Implementing KNN and K-Medians From Scratch In Python
The K- nearest neighnours (KNN) and K-medians are two of the most popular clustering algorithms available and both of these algorithms group input based on similarity which is useful in various fields such as businesses looking to do customer segmentation, recommendation systems, fraud detection and so much more. The goal of this project was to implement these algorithms from scratch using only numpy and pandas. The inputs to be clustered were various words randomly assigned to four different catergories “animals”, “countries”, “fruits”, and “veggies”. Each word is followed by 300 features describing the meaning of that word (Word Embedding). By implementing a KNN using both Manhattan and Euclidean as well as testing values of “k”, we will be able to hopefully obtain clusters of words that are correctly assigned to each category.
Now having plotted both K-Means and K-Medians for various values of K, we can plot accuracy, F- score etc to assess what the most accurate value of K is.
To assess which of the algorithms produced the best result, we first need to know what precision, recall, and F-score are. Precision is simply the number of correctly classified classes in comparison to the total classifications of that case. Precision is more important for example when deciding who to show a targeted advert to, as one would want to be sure that the person the advert is shown to would be interested in it, and false positives would be a wasted cost. To clarify, this is:
Precision: True Positives (TP)/ TP + False Positives (FP).
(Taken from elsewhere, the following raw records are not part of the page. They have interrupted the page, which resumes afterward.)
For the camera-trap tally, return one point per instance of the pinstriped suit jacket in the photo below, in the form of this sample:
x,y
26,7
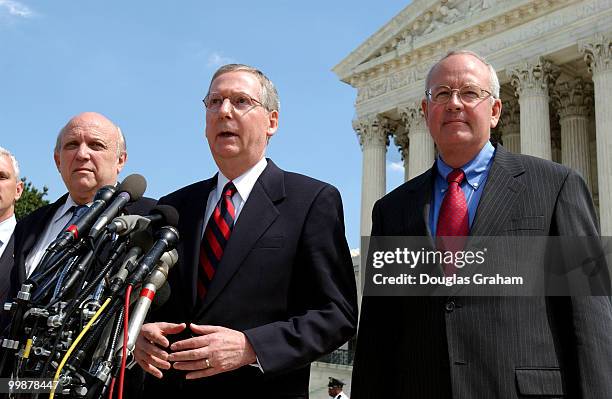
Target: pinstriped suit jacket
x,y
488,347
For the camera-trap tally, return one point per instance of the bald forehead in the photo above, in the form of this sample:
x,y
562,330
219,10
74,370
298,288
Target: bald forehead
x,y
95,125
91,120
6,165
459,67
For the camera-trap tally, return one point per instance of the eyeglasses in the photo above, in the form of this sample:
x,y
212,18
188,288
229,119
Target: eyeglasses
x,y
468,94
241,102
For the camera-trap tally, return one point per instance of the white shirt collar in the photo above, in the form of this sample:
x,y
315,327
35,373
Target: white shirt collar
x,y
64,209
6,229
245,182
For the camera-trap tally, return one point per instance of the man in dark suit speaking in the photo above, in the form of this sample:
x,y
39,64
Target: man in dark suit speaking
x,y
482,347
265,283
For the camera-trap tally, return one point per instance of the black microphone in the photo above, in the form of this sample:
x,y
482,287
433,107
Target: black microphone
x,y
85,221
153,283
159,216
167,238
130,189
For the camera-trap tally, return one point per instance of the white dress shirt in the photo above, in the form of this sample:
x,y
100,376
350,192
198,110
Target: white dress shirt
x,y
244,185
54,227
6,231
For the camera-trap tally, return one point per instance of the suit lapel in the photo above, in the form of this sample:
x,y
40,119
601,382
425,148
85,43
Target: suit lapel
x,y
7,255
500,193
257,214
33,232
192,225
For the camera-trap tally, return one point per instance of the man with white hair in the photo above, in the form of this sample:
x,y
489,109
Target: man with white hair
x,y
10,191
504,347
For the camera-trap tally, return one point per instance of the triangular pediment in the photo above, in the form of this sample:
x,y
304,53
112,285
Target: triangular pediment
x,y
421,24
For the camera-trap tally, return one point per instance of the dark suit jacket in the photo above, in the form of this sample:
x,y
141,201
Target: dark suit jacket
x,y
286,280
488,347
6,266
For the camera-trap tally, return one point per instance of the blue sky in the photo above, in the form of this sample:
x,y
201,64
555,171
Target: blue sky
x,y
147,65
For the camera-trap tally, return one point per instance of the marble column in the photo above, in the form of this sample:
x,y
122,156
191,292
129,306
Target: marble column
x,y
510,124
374,139
531,80
421,152
572,102
597,52
402,143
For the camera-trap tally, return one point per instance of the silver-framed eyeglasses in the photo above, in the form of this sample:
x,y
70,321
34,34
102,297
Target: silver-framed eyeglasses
x,y
468,94
241,102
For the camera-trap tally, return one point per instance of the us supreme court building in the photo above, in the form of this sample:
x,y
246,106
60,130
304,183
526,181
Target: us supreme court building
x,y
554,61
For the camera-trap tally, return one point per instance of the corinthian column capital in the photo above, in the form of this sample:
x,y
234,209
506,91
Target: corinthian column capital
x,y
597,52
372,130
533,77
412,115
573,98
510,121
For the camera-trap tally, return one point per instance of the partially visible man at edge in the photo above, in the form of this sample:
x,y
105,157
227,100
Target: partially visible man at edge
x,y
10,191
482,347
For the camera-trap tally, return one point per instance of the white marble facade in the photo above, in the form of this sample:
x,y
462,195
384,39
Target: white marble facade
x,y
554,61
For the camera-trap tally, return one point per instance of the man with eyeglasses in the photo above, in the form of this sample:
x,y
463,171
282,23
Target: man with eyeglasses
x,y
11,188
265,282
475,346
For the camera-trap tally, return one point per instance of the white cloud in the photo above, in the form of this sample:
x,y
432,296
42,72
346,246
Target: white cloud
x,y
215,59
16,8
396,166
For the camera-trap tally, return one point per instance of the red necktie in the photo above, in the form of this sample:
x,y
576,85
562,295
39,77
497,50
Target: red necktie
x,y
215,238
453,219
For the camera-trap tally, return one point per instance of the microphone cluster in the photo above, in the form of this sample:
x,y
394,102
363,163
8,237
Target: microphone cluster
x,y
69,319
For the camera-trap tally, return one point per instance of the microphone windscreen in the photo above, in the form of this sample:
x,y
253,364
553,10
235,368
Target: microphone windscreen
x,y
161,296
168,213
105,193
135,185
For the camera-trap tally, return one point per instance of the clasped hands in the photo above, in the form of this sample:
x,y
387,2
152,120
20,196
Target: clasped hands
x,y
214,350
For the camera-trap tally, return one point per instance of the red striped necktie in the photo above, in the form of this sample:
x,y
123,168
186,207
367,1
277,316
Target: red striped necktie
x,y
215,238
453,220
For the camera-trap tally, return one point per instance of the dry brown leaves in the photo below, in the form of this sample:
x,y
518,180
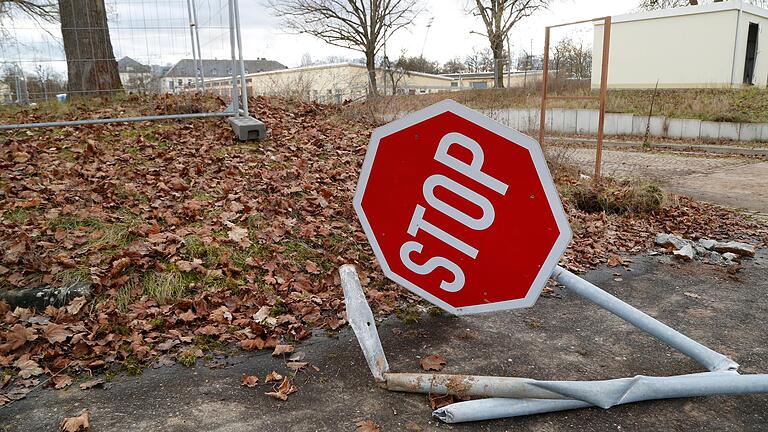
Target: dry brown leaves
x,y
248,237
366,426
283,390
75,424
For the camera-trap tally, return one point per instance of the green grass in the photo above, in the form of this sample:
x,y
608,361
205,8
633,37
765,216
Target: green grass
x,y
16,216
166,286
72,275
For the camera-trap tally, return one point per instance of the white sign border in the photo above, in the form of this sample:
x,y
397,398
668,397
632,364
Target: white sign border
x,y
545,178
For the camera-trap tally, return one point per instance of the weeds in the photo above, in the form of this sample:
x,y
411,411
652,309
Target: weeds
x,y
616,199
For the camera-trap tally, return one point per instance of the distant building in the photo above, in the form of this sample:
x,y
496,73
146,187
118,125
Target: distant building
x,y
335,83
182,75
712,45
133,75
484,80
6,96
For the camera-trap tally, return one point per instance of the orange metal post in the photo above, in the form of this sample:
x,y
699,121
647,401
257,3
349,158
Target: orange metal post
x,y
603,95
544,83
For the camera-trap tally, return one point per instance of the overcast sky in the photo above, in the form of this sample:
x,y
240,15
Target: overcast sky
x,y
157,32
448,37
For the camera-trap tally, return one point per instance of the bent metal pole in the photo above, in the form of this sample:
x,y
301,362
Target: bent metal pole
x,y
708,358
642,389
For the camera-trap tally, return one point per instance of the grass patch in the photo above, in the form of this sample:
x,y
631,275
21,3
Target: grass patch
x,y
73,222
73,275
133,366
196,248
16,216
617,199
166,286
409,314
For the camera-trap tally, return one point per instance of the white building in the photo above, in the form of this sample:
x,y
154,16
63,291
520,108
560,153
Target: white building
x,y
334,83
133,75
714,45
182,75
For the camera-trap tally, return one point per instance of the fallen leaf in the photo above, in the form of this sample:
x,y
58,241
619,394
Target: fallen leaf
x,y
439,401
238,235
61,381
285,389
187,316
28,368
252,344
75,305
615,261
366,426
273,377
249,380
433,363
91,384
282,349
311,267
75,424
16,338
56,332
296,365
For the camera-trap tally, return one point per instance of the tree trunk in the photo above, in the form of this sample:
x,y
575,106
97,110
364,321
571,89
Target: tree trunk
x,y
91,66
370,64
498,63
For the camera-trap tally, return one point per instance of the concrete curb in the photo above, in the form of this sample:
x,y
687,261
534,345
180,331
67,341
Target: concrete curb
x,y
718,149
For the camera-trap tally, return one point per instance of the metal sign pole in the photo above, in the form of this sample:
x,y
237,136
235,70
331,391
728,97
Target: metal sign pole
x,y
512,397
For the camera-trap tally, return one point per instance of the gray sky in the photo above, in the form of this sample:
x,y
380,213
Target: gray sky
x,y
449,36
157,32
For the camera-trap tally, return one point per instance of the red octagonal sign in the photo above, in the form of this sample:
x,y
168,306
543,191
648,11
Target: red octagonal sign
x,y
461,210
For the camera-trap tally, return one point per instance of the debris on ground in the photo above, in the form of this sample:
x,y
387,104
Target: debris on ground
x,y
724,253
78,423
191,242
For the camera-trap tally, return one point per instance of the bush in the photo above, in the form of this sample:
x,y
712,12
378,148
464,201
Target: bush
x,y
616,199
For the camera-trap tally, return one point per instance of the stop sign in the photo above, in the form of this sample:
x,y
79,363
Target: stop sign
x,y
461,210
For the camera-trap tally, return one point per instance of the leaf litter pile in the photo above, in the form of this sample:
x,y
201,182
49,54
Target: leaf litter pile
x,y
196,243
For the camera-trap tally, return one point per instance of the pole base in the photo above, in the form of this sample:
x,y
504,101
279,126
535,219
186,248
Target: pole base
x,y
248,128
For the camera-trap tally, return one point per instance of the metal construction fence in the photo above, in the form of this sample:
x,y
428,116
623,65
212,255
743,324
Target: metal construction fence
x,y
158,47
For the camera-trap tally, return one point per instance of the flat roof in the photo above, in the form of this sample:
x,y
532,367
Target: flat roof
x,y
691,10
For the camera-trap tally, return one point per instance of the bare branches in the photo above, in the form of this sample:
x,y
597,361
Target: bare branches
x,y
499,17
45,10
361,25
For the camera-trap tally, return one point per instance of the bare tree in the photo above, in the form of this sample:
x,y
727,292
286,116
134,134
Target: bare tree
x,y
572,59
361,25
91,65
499,17
479,61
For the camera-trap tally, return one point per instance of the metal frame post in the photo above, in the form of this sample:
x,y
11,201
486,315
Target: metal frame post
x,y
243,86
544,84
602,97
199,50
192,26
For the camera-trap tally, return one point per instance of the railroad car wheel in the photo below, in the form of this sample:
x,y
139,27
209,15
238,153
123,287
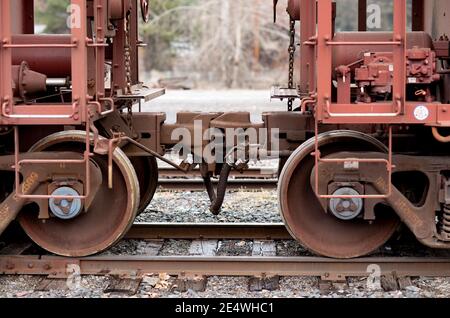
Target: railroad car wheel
x,y
109,217
321,232
147,172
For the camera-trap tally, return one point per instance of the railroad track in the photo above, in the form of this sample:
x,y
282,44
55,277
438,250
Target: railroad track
x,y
233,184
194,231
252,179
191,266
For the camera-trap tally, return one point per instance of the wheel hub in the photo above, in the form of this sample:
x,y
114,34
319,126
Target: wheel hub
x,y
346,209
66,209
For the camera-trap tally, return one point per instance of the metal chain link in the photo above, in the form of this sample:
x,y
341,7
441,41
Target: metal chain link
x,y
127,55
291,61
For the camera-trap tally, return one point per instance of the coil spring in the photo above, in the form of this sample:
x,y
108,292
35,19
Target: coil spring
x,y
445,221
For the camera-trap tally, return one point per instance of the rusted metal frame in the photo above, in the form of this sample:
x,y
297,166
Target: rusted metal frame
x,y
362,15
118,81
308,14
224,266
151,152
325,43
418,15
100,14
399,52
324,56
45,46
79,79
5,55
45,114
28,16
19,163
80,61
134,42
272,231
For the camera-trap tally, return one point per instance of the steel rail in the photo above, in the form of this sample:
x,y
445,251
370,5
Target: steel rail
x,y
233,184
330,269
261,173
192,231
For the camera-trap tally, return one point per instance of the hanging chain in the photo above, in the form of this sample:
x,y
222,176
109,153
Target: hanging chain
x,y
291,61
127,55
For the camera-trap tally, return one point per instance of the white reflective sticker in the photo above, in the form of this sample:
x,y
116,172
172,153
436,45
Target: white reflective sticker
x,y
421,113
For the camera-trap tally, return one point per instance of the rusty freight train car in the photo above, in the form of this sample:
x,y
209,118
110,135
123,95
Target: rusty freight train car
x,y
365,151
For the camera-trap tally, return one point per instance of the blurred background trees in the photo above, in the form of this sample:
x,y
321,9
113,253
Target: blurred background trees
x,y
215,43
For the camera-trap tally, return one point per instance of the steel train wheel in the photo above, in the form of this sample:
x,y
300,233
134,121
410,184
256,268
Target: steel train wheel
x,y
109,217
147,173
320,232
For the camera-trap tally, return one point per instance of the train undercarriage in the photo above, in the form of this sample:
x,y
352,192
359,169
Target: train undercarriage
x,y
365,152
Recall, on the other hand, is the amount of total true positives that were correctly classified, regardless of the number of false negatives. Recall is more important when the consequences of a false negative are graver than that of a false negative. An easy example is cancer diagnosis, it is better to detect all true positives and mistakenly misdiagnose a few patients as having cancers, rather than never misdiagnosing a patient as having cancer, but then not detecting a few patients who actually had cancer. The formula is:
Recall: TP/(TP+FN)
F-Score considers both measures and finds their harmonic means and as a result, uses a balance of both precision and recall. The formula for the F-Score is:
F-Score = (2*Precision*Recall)/ (Precision + Recall)
When running my algorithms, each iteration resulted in differing graphs. So for the sake of reproducibility, the algorithms were initiated with a seen of ten (10) resulting in the graphs in fig 1., fig 2., fig 3, and fig 4. Generally, all four graphs followed a similar trend. Recall would always begin at 1 at k = 1, as the cluster would be assigned the truth label of countries as it had the highest count. All 161 countries would be in the cluster resulting in a recall of 100. The precision would also always be low as all data points being in the same cluster means there will naturally be a lot of false positives.
For all four algorithms, the B-Cubed measures tended to converge at k = 4 which makes sense as there were four true categories within our data. As a result, there would be the optimal intersection of precision (as there are enough clusters for each true category to have its own) and recall falls from 1 as there begins to be a few miscalculations, however, it is still fairly high. Table 5 (below) shows the optimal measures were found at K = 4 using the K medians algorithm on unnormalized data with the measures of precision, recall, and F-Score all being above 90%. The reason k-medians may have provided a better score is the K-means algorithms are sensitive to outliers, so a single outlier can completely skew the mean and the centroid as a result leading to worse clustering. Using the median is more robust against outliers and as a result may provide better centroids throughout the iterations.